Linear Regression

Author: Dr. Mine Dogucu

Co-author: Dr. Jessica Jaynes

Overview

Review Linear Regression Concepts from your data science courses
Conditions for Least Squares Regression
Multiple Linear Regression
Model Evaluation

Data `babies` in `openintro` package

Rows: 1,236
Columns: 8
$ case      <int> 1, 2, 3, 4, 5, 6, 7, 8, 9, 10, 11, 12, 13, 14, 15, 16, 17, 1…
$ bwt       <int> 120, 113, 128, 123, 108, 136, 138, 132, 120, 143, 140, 144, …
$ gestation <int> 284, 282, 279, NA, 282, 286, 244, 245, 289, 299, 351, 282, 2…
$ parity    <int> 0, 0, 0, 0, 0, 0, 0, 0, 0, 0, 0, 0, 0, 0, 0, 0, 0, 0, 0, 0, …
$ age       <int> 27, 33, 28, 36, 23, 25, 33, 23, 25, 30, 27, 32, 23, 36, 30, …
$ height    <int> 62, 64, 64, 69, 67, 62, 62, 65, 62, 66, 68, 64, 63, 61, 63, …
$ weight    <int> 100, 135, 115, 190, 125, 93, 178, 140, 125, 136, 120, 124, 1…
$ smoke     <int> 0, 0, 1, 0, 1, 0, 0, 0, 0, 1, 0, 1, 1, 1, 0, 0, 1, 1, 0, 1, …

Baby Weights

ggplot(babies, 
       aes(x = gestation, y = bwt)) +
  geom_point()

Baby Weights

ggplot(babies,
         aes(x = gestation, y = bwt)) +
  geom_point() +
  geom_smooth(method = "lm", se = FALSE)

lm stands for linear model
se stands for standard error

Numerical Response and Numerical Explanatory Variable

Variable	Variable Name	Type of Variable
Response (y)	Birth weight	Numeric
Explanatory (x)	Gestation	Numeric

Linear Equations Review

Recall from your previous math classes

\(y = mx + b\)

where \(m\) is the slope and \(b\) is the y-intercept

e.g. \(y = 2x -1\)

Notice anything different between baby weights plot and this one?

Equations

Math class

\(y = b + mx\)

\(b\) is y-intercept
\(m\) is slope

Stats class

\(\mu_i = \beta_0 +\beta_1x_i + \epsilon_i\)
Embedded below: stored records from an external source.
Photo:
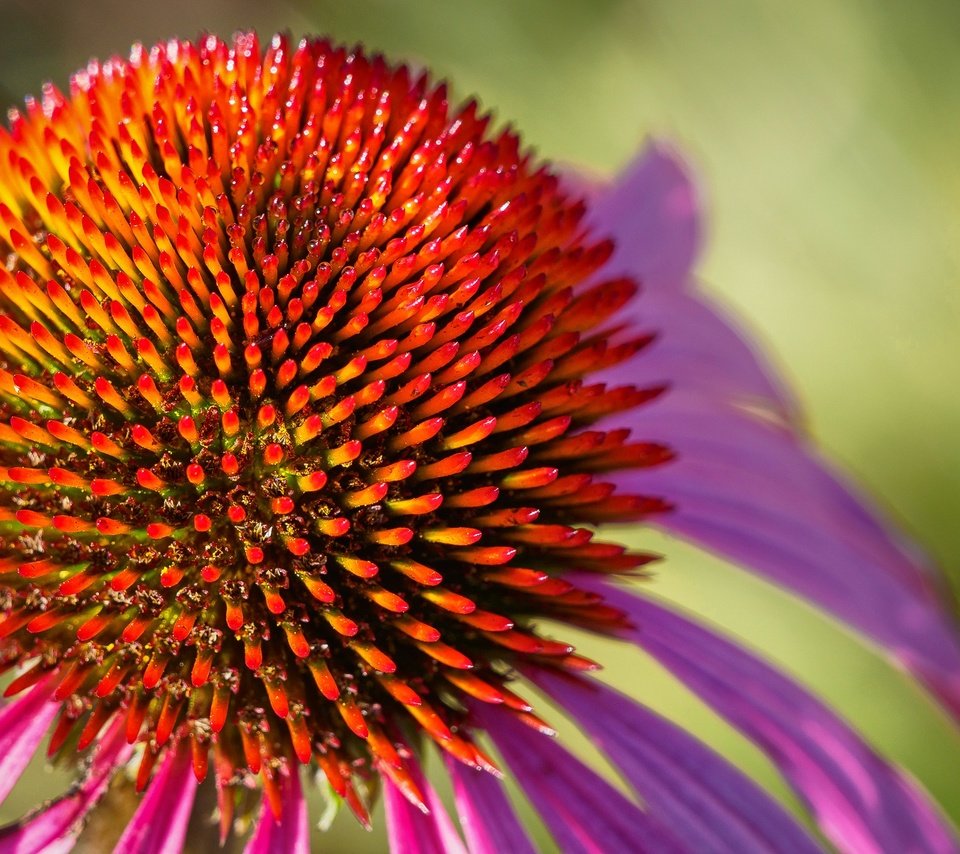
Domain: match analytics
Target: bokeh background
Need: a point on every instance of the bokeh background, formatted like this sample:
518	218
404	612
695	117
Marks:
826	138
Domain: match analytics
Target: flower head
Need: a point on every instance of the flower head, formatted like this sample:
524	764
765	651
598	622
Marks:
314	391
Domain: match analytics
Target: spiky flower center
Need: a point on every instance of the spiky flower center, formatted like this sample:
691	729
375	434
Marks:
295	441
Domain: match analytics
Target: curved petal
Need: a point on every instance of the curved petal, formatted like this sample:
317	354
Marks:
289	835
787	517
585	814
159	826
54	828
750	492
708	804
653	213
862	803
23	723
486	815
414	831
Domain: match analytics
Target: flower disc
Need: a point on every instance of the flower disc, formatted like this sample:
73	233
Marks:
297	433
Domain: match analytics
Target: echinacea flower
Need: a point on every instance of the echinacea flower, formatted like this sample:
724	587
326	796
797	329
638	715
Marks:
315	396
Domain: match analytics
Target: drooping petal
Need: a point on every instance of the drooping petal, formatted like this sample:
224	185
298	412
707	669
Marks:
862	803
54	828
23	724
289	835
788	517
751	492
486	815
582	811
414	831
707	803
653	213
159	826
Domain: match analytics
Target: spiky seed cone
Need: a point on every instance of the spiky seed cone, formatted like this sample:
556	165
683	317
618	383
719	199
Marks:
294	431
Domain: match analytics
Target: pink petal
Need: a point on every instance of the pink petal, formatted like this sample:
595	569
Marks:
653	213
707	803
486	816
23	724
744	485
862	803
159	826
290	835
585	814
412	831
55	828
750	491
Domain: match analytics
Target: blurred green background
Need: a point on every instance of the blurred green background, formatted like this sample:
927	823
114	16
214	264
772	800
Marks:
825	136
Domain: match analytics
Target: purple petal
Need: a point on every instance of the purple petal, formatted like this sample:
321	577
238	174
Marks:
23	723
697	349
707	803
159	826
289	835
745	487
653	214
412	831
581	809
751	492
54	829
862	803
486	815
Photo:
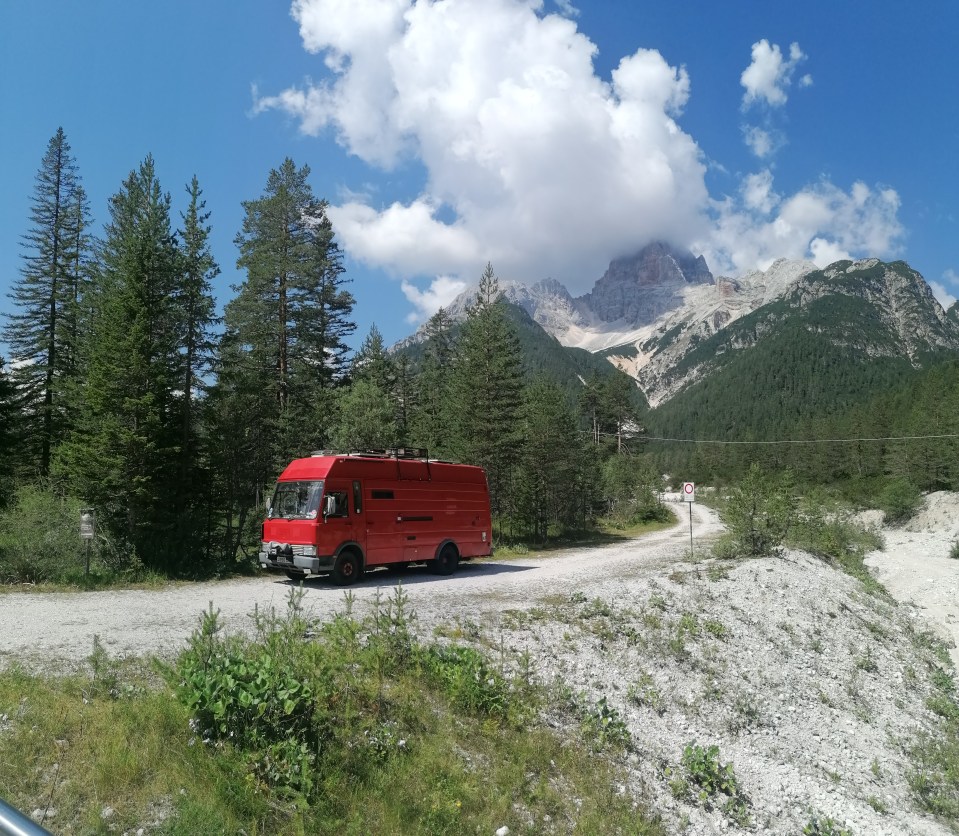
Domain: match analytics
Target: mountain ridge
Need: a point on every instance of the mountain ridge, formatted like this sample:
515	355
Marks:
657	314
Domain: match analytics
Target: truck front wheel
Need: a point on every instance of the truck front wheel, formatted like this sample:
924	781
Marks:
346	569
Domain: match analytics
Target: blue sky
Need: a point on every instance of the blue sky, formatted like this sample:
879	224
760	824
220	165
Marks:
546	137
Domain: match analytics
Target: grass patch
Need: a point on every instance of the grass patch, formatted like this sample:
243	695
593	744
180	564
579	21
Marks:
349	726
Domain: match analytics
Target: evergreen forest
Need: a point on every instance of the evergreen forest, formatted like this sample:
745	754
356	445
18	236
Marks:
125	393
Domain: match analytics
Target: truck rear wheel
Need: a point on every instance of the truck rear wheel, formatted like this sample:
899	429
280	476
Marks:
446	561
346	569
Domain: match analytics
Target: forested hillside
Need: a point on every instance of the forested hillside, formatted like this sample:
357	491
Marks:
124	393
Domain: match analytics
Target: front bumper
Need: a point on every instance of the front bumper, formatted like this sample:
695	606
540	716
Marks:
285	556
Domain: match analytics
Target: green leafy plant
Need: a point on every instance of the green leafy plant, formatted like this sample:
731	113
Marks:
467	678
824	826
604	727
242	693
713	780
899	501
758	513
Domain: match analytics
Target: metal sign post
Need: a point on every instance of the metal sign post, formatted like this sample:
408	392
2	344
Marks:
689	497
88	526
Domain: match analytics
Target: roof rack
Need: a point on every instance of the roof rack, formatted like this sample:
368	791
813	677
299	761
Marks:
394	453
387	453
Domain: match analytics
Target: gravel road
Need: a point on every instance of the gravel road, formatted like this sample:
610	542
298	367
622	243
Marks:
813	689
53	629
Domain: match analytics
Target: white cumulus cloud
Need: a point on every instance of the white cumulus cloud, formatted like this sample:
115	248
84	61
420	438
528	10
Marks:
821	223
532	161
943	291
769	74
441	292
544	168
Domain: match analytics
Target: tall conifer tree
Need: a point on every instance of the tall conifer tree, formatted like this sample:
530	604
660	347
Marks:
122	455
432	418
486	391
42	330
283	350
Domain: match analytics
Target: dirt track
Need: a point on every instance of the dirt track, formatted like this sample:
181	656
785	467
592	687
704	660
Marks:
43	628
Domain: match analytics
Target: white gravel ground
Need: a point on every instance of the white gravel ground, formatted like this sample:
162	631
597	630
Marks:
811	688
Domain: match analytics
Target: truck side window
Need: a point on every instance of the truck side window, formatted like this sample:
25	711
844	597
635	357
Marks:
336	504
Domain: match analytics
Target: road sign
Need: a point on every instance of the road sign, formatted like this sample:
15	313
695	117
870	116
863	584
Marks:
87	524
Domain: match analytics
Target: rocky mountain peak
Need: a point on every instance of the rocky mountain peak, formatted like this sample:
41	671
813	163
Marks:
637	289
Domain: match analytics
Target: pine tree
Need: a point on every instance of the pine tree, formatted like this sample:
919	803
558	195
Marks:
486	392
372	362
432	418
367	418
9	432
122	455
550	461
196	314
42	332
285	328
283	351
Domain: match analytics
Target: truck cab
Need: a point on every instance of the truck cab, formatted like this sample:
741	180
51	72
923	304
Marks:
340	514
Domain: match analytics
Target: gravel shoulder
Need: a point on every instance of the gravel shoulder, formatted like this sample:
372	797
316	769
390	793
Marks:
44	629
814	690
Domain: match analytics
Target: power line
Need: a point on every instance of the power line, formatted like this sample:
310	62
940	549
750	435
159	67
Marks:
794	440
642	438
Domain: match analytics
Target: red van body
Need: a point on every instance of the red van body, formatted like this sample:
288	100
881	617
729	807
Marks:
344	513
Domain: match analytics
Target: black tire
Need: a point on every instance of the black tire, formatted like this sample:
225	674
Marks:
446	561
396	568
347	568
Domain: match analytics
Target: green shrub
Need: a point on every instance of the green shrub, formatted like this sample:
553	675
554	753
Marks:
759	512
899	501
603	728
824	826
40	538
241	692
714	781
466	677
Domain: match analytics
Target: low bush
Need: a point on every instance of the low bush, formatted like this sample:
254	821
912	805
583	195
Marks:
899	501
758	514
40	538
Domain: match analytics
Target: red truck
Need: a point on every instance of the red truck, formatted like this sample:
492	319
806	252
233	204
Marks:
344	513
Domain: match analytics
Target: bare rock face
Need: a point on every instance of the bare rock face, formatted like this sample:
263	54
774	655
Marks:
638	289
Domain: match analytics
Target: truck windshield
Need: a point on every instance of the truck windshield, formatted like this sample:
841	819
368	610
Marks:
296	500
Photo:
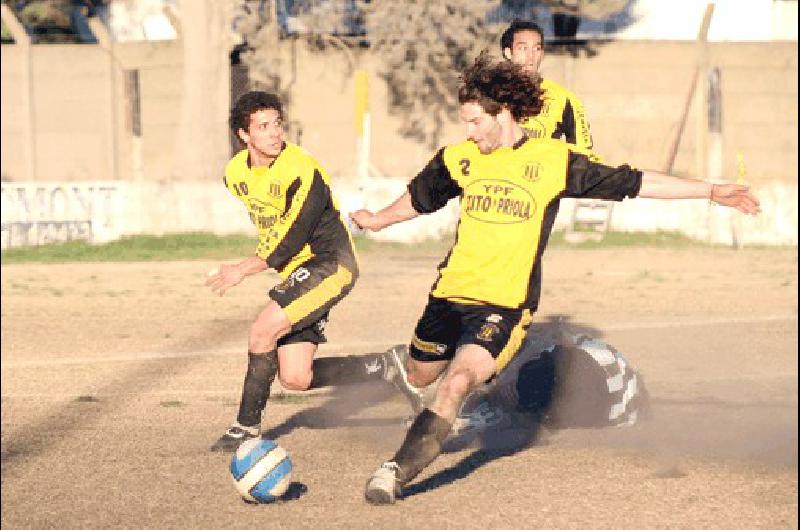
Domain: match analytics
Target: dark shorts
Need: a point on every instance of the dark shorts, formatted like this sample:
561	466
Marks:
445	326
308	295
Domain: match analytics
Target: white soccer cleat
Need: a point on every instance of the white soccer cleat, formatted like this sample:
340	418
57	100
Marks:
395	360
383	487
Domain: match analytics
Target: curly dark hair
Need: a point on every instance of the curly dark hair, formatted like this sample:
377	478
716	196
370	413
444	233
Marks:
250	102
507	39
496	84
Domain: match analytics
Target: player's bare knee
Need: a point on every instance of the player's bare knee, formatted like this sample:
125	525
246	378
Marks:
417	376
295	380
457	385
264	337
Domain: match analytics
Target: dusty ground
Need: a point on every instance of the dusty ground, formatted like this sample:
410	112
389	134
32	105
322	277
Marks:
117	377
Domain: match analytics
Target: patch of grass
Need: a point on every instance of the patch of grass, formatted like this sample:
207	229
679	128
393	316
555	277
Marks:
175	247
630	239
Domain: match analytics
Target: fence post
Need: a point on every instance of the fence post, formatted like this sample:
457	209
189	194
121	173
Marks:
23	41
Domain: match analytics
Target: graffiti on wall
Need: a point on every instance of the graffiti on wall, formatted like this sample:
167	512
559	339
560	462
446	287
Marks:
41	213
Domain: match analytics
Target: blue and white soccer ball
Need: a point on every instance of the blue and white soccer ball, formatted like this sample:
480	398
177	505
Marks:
261	470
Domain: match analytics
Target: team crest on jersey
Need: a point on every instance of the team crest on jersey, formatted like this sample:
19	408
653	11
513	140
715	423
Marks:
488	331
257	206
498	202
260	214
534	128
428	347
275	189
532	171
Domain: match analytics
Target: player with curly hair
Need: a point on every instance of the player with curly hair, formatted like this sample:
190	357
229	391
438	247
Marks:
481	304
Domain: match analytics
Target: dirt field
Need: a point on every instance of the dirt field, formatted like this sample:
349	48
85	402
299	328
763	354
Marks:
117	377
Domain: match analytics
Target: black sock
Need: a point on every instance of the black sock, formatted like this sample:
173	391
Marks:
261	371
334	371
422	445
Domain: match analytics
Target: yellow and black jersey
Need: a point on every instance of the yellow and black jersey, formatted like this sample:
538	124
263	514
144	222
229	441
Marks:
562	115
509	202
291	204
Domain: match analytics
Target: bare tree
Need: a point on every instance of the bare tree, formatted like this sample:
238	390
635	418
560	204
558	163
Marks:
424	44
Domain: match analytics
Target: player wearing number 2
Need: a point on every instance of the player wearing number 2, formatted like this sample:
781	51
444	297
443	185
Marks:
303	237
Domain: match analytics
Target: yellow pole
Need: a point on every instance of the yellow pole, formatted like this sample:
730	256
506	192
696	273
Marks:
362	124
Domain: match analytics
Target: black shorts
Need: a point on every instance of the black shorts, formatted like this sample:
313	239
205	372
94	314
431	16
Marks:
308	295
445	326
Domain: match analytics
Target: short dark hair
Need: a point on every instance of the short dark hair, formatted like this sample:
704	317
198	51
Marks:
495	85
507	39
250	102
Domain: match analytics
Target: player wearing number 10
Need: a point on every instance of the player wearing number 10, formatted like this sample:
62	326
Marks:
302	236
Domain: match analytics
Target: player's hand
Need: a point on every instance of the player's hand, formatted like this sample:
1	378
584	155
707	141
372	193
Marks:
366	220
735	196
223	278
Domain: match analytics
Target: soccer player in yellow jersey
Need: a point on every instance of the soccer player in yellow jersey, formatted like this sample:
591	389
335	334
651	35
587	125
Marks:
561	114
480	305
301	236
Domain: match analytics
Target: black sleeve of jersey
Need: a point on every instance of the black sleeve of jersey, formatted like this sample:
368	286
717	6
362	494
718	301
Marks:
305	223
433	186
597	181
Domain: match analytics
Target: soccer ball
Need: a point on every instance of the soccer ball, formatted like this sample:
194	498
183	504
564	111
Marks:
261	470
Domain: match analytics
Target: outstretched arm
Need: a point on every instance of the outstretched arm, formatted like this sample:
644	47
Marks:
399	211
657	185
227	276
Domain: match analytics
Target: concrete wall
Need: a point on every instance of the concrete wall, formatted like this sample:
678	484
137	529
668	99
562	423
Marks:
81	114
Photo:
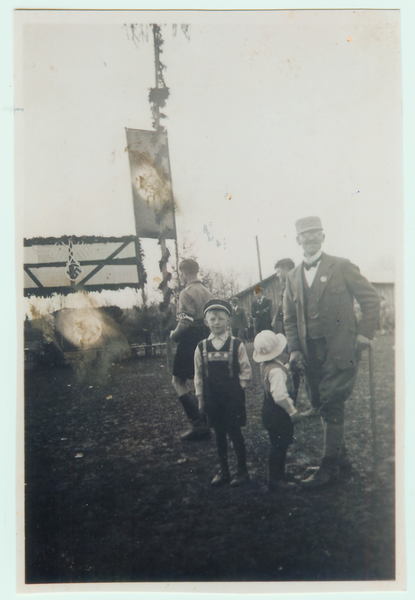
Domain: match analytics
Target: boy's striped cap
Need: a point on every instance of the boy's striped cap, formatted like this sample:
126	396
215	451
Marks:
217	304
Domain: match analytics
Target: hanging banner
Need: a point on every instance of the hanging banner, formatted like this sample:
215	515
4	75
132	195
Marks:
68	264
151	184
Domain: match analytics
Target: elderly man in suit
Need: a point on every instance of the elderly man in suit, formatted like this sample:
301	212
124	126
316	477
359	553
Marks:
325	339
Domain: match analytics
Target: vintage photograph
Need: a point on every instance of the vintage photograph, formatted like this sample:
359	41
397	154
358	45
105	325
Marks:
210	208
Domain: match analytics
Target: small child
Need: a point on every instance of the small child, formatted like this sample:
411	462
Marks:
278	410
222	371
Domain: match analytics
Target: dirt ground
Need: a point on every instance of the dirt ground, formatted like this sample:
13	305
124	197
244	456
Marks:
113	495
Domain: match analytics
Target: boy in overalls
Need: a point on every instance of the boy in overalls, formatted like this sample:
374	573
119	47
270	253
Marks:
222	372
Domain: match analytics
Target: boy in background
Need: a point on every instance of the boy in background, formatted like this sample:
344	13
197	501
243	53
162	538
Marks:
222	372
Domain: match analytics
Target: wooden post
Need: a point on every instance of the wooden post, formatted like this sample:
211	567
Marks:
373	413
259	259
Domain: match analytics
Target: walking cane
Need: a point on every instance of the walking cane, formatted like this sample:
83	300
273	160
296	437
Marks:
373	413
169	353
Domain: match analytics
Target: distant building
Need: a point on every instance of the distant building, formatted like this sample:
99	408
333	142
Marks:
272	289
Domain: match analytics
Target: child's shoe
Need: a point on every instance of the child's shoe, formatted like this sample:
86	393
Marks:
240	479
221	478
279	485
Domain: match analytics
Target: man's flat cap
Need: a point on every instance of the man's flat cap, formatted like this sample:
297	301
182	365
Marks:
307	224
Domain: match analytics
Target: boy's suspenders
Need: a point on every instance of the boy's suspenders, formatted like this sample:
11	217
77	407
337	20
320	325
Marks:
230	358
206	361
205	358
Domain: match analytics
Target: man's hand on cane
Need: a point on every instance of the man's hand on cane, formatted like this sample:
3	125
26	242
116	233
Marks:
297	361
362	343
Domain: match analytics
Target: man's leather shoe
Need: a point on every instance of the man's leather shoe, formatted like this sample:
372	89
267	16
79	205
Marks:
195	434
311	412
220	479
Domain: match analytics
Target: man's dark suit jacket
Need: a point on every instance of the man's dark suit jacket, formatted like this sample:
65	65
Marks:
261	312
339	282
\(\beta_0\) is y-intercept
\(\beta_1\) is slope
\(\epsilon_i\) is error/residual
\(i = 1, 2, ...n\) identifier for each point

Fitting a Linear Model in R

model_g <- lm(bwt ~ gestation, data = babies)

lm stands for linear model. We are fitting a linear regression model. Note that the variables are entered in y ~ x order.

Fitting a Linear Model in R

broom::tidy(model_g)

# A tibble: 2 × 5
  term        estimate std.error statistic  p.value
  <chr>          <dbl>     <dbl>     <dbl>    <dbl>
1 (Intercept)  -10.1      8.32       -1.21 2.27e- 1
2 gestation      0.464    0.0297     15.6  3.22e-50

\(\hat{\mu_i} = \hat{\beta_0} + \hat{\beta_1} x_i\)

\(\hat {\text{bwt}_i} = \hat{\beta_0} + \hat{\beta_1} \text{ gestation}_i\)

\(\hat {\text{bwt}_i} = -10.1 + 0.464\text{ gestation}_i\)

Expected bwt for a baby with 300 days of gestation

\(\hat {\text{bwt}_i} = -10.1 + 0.464\text{ gestation}_i\)

\(\hat {\text{bwt}} = -10.1 + 0.464 \times 300\)

\(\hat {\text{bwt}} = 129.1\)

For a baby with 300 days of gestation the expected birth weight is 129.1 ounces.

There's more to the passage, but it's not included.